My formal education did not prepare me for this. I was an English Major. To paraphrase John Mullaney (also an English Major), after four years of not actually reading any of the books I was supposed to read, I then walked across a stage and received an honors degree for a language I already spoke before I started my course of studies. I was unsure if I had been educated at all until I learned of British philosopher John Alexander Smith’s 1914 opening lecture remarks, “'Nothing that you will learn in the course of your studies will be of the slightest possible use to you in after life – save only this – if you work hard and diligently you should be able to detect when a man is talking rot, and that, in my view, is the main, if not the sole, purpose of education.” Well, college must have done some good because I certainly hear my share of rot, especially these days!
I know that once I get out of bed and off to work, the rest of the day will be fine. My job is simply to fix, with my hands, one little problem at a time. That is all. It is an immeasurable comfort—at a time when my whole world seems so unmanageably tangled, unraveled, broken and disordered, my very self so out of focus and ill-defined—to have someone hand me a pair of socks and say “Can you darn these?” Yes. That I can do. I don’t always know how to balance a checkbook, pay my bills, or get my children to stop bickering but golly, I CAN darn a pair of socks. The Real way, not just by holding them over the trash can and announcing “darn it!” before dropping them in. I know how to take a wooden egg, slip it under the contours of the rip or hole and begin the tedious but satisfying weaving of threads back and forth, up and down, until the hole is sealed up and filled in as good as new. It is deeply comforting to do One Thing and see it completed.
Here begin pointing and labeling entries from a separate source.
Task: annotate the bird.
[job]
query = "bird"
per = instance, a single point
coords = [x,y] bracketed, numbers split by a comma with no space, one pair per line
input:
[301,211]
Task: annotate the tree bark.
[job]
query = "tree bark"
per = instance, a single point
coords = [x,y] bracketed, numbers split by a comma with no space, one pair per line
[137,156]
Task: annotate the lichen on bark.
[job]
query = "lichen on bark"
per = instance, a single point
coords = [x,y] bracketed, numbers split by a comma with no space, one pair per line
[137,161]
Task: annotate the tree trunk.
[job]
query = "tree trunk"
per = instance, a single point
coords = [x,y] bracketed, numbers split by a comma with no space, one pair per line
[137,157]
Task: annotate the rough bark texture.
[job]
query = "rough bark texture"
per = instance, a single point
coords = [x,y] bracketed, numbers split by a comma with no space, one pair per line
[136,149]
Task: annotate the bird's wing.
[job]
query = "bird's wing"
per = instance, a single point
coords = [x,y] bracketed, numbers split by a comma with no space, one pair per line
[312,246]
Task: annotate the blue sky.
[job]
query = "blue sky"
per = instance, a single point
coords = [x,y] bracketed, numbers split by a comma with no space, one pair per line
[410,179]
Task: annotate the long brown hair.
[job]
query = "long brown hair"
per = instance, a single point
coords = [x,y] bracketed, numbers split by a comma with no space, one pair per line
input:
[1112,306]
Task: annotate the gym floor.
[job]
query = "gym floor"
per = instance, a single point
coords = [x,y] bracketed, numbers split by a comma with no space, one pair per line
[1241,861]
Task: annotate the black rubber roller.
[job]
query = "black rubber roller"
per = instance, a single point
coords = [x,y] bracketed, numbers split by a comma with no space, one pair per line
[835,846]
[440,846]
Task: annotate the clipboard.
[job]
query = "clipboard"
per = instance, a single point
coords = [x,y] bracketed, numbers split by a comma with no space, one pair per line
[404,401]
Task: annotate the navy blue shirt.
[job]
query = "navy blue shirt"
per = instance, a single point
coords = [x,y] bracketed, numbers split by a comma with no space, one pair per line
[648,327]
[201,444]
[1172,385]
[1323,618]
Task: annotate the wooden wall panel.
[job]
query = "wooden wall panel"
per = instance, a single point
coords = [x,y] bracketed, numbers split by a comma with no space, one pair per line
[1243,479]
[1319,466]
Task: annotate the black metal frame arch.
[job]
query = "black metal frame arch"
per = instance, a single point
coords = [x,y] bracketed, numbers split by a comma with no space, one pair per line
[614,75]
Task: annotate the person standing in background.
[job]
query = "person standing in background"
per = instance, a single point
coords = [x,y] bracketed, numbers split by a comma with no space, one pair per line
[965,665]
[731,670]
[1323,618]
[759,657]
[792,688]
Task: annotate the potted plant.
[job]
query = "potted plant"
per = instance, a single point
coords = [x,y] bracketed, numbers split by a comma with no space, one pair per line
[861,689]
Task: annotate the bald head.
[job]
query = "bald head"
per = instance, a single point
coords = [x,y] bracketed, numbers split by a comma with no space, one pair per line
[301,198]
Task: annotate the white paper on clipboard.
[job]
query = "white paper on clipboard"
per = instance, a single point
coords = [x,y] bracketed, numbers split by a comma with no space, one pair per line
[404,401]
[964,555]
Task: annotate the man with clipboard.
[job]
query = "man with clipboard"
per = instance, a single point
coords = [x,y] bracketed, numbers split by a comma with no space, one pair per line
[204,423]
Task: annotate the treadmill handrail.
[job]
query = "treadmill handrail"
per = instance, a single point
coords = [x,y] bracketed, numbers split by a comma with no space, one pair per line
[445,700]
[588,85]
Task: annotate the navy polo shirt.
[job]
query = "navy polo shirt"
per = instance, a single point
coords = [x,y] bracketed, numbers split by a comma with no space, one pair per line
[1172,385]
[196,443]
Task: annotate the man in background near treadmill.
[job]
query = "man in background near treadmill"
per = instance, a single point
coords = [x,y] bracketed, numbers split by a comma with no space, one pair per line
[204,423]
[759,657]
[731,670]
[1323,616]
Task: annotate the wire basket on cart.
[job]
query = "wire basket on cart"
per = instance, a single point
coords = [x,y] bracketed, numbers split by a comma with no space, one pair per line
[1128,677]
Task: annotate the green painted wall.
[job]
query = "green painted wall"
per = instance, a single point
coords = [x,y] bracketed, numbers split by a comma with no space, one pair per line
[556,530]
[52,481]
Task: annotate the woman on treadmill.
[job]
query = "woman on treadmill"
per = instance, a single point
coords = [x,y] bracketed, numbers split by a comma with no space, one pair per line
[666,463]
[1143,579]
So I summon the reserves to deliver and listen to my own “Commencement Address” from my pillow: “Attention, Nancy! Thank you for showing up today. On behalf of Prudence Thimbleton and the host of other characters in your head, I would like to honor the work you have done thus far and say a few words in the hopes that you will get your ass out of bed and keep doing it:
“Forget that garbage about just being yourself. Right now, your “Self” is someone who would rather nestle into your duvet and eat Swiss Cake Rolls directly out of the box. Be Someone Better, if you can. No, you may not go to work today in hairy pajamas and wellington boots. Society has lost its passion for elegance. Bring some of that back. Find a dress for Heaven’s sake! And two shoes that match, if not the dress, at least each other. Do one good deed today, even if the best you can manage is to tell a red-cheeked woman to ditch her Spanx reinforced steel and rubber undergarments—a bride has a right to be comfortable on her wedding day, damn it! (At the very least, she should be able to manage toileting herself without an army of attendants.) Good Character is a muscle. Build it. Be on the lookout for people talking rot. They are everywhere and rot is accumulating at an alarming rate. Listen to the Quiet ones. Think before you speak. (And Look before you step—especially on the downstairs carpet!) See what needs to be done and just Do It. When you can’t get out of it, get into it. One thing at a time; one day at a time. Now, you GO girl!”
When a baby cries in the night, we begin (again) to be a mother. When our best friend is acting like a total nut job and we resist the urge to clobber her and use our words instead, we begin (again) to have a relationship. When a child needs our full participation, protection and guidance, we begin (again) to be a father. And when a crabby customer returns with a dress we have fixed five times in the last 48 hours, we begin (again) to be a Seamstress. Over and over, we rise from tear-stained pillows and our own ashes (or asses), like ancient Sisyphus, and begin again to roll those boulders up the hill. Not because we are dead but because we are Alive. Because rising makes us better people. And….because that squirming little dog really needs to get outside NOW!
Be well, dear friends, and do Good Work!